THE building blocks for strengthening working-class power are housing, public ownership and wages, left MP Rebecca Long-Bailey told a Morning Star fringe today.
“We stand at a very perilous moment in history,” the former shadow cabinet minister told the meeting at the TUC Congress.
“We know that after 14 years of austerity under the previous government, life expectancy started to fall in this country to the point where now we’ve got people living in abject poverty.
“And that austerity, of course, didn’t happen by itself. It came on the back of 40 years of neoliberalist economic dogma, [and] deindustrialisation.”

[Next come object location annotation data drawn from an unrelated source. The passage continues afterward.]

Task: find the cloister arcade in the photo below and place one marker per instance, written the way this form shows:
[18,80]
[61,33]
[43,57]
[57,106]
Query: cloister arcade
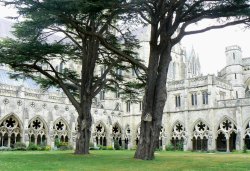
[226,135]
[12,131]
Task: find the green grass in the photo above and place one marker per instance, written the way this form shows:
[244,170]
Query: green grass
[121,161]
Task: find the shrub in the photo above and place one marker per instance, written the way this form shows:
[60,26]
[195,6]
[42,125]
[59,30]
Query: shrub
[179,146]
[244,149]
[116,145]
[32,147]
[110,148]
[47,148]
[20,146]
[170,147]
[91,144]
[3,148]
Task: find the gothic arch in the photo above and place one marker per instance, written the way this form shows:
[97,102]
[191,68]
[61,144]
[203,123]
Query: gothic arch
[226,134]
[127,135]
[119,125]
[38,130]
[61,130]
[137,133]
[117,133]
[15,116]
[10,130]
[201,120]
[100,134]
[175,122]
[247,133]
[178,135]
[220,129]
[201,134]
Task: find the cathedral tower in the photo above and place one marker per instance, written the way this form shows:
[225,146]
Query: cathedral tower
[234,70]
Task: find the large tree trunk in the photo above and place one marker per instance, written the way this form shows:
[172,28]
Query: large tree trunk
[84,128]
[154,102]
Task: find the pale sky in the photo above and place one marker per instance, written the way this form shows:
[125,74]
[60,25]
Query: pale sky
[210,46]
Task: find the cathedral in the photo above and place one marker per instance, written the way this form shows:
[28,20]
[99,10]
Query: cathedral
[202,113]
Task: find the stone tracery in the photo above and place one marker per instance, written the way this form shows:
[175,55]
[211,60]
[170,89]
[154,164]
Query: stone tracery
[178,135]
[10,131]
[226,136]
[99,135]
[37,131]
[61,130]
[200,136]
[117,133]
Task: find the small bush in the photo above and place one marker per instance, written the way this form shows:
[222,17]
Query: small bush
[110,148]
[3,148]
[20,146]
[179,146]
[170,147]
[32,147]
[116,145]
[244,149]
[47,148]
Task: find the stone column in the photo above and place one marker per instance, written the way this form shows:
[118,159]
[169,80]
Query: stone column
[228,150]
[9,140]
[239,122]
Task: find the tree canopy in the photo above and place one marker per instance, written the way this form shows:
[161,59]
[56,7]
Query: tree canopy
[72,44]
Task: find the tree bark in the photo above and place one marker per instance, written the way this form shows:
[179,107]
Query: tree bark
[84,129]
[154,102]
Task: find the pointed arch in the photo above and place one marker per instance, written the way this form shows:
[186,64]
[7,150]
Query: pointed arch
[201,120]
[11,130]
[100,133]
[201,134]
[64,121]
[223,118]
[226,134]
[119,125]
[176,122]
[61,130]
[38,130]
[15,116]
[42,119]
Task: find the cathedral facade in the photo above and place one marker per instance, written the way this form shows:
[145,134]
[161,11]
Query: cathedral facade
[201,113]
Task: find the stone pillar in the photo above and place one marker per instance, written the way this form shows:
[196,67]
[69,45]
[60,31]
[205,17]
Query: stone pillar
[26,139]
[228,150]
[239,122]
[9,140]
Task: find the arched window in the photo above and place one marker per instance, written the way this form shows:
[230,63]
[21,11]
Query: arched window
[10,131]
[61,131]
[99,135]
[37,131]
[200,136]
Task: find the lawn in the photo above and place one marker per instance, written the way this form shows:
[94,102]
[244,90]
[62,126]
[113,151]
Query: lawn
[121,161]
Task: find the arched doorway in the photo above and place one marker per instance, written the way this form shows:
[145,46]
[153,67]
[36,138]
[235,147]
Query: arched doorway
[37,131]
[226,138]
[200,136]
[61,132]
[99,135]
[117,134]
[178,135]
[221,142]
[247,136]
[10,131]
[127,138]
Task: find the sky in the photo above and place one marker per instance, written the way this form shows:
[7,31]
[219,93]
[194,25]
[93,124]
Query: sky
[209,46]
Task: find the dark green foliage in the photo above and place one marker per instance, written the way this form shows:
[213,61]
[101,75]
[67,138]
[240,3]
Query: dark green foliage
[20,146]
[116,145]
[32,147]
[170,147]
[244,149]
[90,35]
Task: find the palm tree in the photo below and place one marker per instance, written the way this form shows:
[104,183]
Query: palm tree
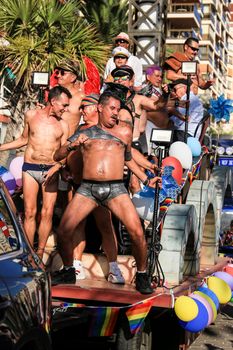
[109,16]
[37,35]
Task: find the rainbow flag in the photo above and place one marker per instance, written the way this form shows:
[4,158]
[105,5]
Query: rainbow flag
[137,314]
[103,321]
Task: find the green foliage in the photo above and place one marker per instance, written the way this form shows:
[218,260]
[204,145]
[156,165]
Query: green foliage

Ms Long-Bailey said people were angry with wealth being “sucked up at the very top,” council houses being sold off and public utilities “sold off to the highest bidder.”
“They’re angry that they can see a tiny percentage of society doing extremely well while the rest suffer and are constantly told ‘there’s no money,’ ‘we can't pay you any more wages,’ and you ‘can’t have a home because there’s no resources’,” she said.
“We have to change that narrative.
“If we don't show people that we will make sure, as a labour movement, that every passing generation sees a better quality of life than the last, then our future is looking quite bleak.”
Ms Long-Bailey highlighted a need for building social housing quickly, but added that it was also important to tackle the “marketisation of our housing sector,” especially in the private sector, through rent controls.
She said the second building block is tackling the cost-of-living crisis by ending privatisation, from the water to energy industries, and the third is to secure good wages through investment, along with strong trade union rights.
The meeting also heard from union leaders, including PCS’s Fran Heathcote, TSSA’s Maryam Eslamdoust, and POA’s Steve Gillian.